Annexins are a group of cellular proteins that are mostly found in eukaryotic organisms. To date, more than 150 annexin proteins have been identified in 65 different species. To be classified as an annexin, a protein must meet the following criteria: 1) it has to be capable of binding negatively charged phospholipids in a calcium dependent manner and 2) it must contain a 70 amino acid repeat sequence called an annexin repeat.
Annexins are important in various cellular and physiological processes, such as providing a membrane scaffold which is relevant to changes in the physical shape of the cell. Annexin proteins have been shown to be involved in trafficking and organization of vesicles, exocytosis, endocytosis, and calcium ion channel formation. Annexin proteins are not exclusively intracellular proteins; they are also found in the extracellular space and have been linked to several processes, including fibrinolysis, coagulation, inflammation, and apoptosis.
Annexin V is a member of a calcium and phospholipid binding family of proteins with vascular anticoagulant activity. Results from in vitro experiments indicate that it may play a role in the inhibition of blood coagulation by competing for phosphatidylserine (PS) binding sites with prothrombin. In healthy cells, PS is usually kept in the inner-leaflet (the cytosolic side) of the cell membrane. When a cell undergoes apoptosis, one of the earliest detectable indicators is the loss of membrane asymmetry. No longer restricted to the cytosolic part of the membrane, PS is translocated to the outer-leaflet and becomes exposed on the surface of the cell.
ImmunoChemistry Technologies’ Swine Annexin V-Fluorescein Apoptosis Assay Kit provides a proven method for quickly and easily distinguishing two populations of dying cells from viable cells using recombinant fluorescein-conjugated Swine Annexin V and Propidium Iodide (PI). Cells with intact cell membranes and surface-exposed PS, a prominent feature of apoptosis, will stain positive for Annexin V-Fluorescein.
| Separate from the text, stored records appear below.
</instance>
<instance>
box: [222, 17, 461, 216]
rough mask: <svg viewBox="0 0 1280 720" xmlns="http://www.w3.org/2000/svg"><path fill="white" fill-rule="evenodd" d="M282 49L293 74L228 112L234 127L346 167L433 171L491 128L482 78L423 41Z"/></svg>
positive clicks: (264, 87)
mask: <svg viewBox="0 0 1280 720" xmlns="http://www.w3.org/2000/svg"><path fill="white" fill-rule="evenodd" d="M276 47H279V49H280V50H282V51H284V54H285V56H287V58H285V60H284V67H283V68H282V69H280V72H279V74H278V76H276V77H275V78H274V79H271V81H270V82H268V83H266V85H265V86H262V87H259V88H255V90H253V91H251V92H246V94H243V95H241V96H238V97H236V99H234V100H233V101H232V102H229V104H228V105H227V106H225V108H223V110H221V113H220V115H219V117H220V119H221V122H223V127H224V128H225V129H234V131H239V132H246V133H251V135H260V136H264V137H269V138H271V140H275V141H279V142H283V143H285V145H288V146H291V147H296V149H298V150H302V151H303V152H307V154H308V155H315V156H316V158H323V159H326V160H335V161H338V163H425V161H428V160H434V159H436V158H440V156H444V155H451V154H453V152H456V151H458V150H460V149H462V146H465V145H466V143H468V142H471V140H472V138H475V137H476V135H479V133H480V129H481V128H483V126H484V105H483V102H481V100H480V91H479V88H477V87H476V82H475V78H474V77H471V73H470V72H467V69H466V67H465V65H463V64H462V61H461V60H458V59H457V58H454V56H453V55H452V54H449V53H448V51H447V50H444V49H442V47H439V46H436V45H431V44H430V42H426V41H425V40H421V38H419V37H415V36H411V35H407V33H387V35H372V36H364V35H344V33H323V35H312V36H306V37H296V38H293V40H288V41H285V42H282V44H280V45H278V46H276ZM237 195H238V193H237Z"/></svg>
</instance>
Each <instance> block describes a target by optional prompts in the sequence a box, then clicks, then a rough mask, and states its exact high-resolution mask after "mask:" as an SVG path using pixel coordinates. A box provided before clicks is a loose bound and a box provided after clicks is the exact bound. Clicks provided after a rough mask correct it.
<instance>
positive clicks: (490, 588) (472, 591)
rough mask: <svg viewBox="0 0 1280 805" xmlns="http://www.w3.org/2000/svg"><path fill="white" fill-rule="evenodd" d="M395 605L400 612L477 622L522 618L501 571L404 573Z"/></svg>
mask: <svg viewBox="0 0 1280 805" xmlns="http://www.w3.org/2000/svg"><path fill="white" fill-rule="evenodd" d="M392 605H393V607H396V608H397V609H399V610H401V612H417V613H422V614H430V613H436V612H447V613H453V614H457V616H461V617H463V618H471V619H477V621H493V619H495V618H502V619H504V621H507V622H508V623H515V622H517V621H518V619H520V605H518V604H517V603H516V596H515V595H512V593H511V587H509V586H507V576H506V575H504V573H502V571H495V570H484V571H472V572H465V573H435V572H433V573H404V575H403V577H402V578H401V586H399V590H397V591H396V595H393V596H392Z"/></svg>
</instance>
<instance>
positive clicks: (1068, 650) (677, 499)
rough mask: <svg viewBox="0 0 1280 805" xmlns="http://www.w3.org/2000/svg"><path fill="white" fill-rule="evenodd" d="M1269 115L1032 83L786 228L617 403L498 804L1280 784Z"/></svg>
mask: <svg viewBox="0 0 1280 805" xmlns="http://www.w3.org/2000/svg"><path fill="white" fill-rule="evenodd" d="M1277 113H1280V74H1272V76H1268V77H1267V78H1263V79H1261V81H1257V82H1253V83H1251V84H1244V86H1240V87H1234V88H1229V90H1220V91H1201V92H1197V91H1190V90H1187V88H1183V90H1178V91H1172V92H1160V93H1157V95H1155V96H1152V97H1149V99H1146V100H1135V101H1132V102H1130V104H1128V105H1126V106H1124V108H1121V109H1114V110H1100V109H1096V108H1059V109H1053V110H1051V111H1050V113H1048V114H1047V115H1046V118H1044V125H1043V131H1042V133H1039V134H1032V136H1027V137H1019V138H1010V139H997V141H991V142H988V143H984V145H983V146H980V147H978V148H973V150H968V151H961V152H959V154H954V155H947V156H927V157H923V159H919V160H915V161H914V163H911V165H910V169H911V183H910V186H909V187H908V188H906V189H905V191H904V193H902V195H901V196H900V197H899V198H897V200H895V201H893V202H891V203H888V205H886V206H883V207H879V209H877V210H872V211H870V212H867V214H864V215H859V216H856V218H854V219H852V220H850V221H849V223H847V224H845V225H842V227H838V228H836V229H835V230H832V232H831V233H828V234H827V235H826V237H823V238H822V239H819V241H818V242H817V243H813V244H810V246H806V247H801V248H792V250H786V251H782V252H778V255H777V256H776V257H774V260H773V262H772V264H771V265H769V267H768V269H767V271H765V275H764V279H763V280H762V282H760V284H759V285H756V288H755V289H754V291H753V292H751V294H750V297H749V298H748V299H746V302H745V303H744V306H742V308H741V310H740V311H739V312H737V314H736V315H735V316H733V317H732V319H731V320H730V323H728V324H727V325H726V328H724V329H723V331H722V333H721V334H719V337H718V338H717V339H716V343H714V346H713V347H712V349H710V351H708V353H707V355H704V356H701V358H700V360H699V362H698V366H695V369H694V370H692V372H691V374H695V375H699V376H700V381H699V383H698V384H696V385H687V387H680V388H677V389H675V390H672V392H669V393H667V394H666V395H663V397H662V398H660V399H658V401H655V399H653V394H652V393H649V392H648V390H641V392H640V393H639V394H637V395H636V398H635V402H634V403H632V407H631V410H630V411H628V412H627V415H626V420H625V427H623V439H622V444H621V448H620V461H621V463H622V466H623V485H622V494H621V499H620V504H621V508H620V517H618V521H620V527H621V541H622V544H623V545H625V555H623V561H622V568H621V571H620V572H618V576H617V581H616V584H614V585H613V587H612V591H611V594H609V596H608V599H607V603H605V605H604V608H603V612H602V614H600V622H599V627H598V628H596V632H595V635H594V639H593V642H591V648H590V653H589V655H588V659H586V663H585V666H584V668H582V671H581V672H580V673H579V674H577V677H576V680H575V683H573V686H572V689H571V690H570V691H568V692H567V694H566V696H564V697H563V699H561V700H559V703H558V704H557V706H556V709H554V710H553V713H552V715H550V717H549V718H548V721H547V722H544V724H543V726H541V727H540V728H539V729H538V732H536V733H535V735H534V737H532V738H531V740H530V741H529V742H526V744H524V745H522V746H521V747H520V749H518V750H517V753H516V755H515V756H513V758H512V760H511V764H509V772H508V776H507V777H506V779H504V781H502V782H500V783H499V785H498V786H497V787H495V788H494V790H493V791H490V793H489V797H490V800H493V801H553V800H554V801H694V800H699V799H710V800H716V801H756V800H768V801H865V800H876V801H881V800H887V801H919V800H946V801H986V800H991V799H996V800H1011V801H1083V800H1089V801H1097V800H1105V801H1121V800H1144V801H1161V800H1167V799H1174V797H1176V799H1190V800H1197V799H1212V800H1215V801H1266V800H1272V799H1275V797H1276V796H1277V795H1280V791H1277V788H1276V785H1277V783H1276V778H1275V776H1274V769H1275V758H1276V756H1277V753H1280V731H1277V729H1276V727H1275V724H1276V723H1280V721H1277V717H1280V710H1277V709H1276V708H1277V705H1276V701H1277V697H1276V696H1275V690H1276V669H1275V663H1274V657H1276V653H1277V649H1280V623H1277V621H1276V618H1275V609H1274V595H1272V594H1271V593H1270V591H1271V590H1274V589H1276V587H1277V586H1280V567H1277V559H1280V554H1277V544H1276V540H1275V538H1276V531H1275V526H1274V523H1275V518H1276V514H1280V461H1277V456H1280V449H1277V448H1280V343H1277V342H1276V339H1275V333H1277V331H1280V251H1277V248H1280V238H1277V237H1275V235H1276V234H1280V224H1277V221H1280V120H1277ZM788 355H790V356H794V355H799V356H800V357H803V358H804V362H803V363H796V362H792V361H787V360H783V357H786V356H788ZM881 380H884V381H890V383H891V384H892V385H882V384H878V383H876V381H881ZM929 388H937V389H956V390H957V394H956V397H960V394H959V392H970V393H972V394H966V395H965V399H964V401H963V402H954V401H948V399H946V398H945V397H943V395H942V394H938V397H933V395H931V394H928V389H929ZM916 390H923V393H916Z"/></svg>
PI is included in the kit to identify dying, later stage apoptotic cells which have lost plasma membrane integrity. These cells will become dually labeled with Annexin V-Fluorescein and Propidium Iodide (green and red fluorescence). Live non-apoptotic cells with intact plasma membranes will exclude PI and will remain unstained by the Annexin V-Fluorescein probe, assuming no treatment or cell cycle-associated event temporarily exposes the normally internalized, negatively charged PS entity. The kit also includes a specially formulated, calcium-based binding buffer which is required for Annexin V binding to occur.
- Prepare samples and controls.
- Dilute 10X Binding Buffer 1:10 WITH DiH2O.
- Wash cells twice in ice-cold culture medium or PBS and resuspend in ice-cold 1X Binding Buffer at 5 x 105 – 1 x 106 cells/mL.
- Reconstitute Swine Annexin V-Fluorescein in 1 mL Annexin Reconstitution Buffer, 1X.
- Dilute reconstituted Annexin V-Fluorescein 1:5 in PBS.
- Add diluted Annexin V-Fluorescein to each sample at ~1:10.
- Dilute PI 1:10 in PBS.
- Add diluted PI to each sample at ~1:20.
- Incubate 15 minutes on ice and protected from light.
- Add 400 µL 1X Binding Buffer to each sample.
- Analyze with a flow cytometer. Annexin V-Fluorescein excites at 494 nm and emits at 521 nm. PI excites at 536 nm and emits at 617 nm.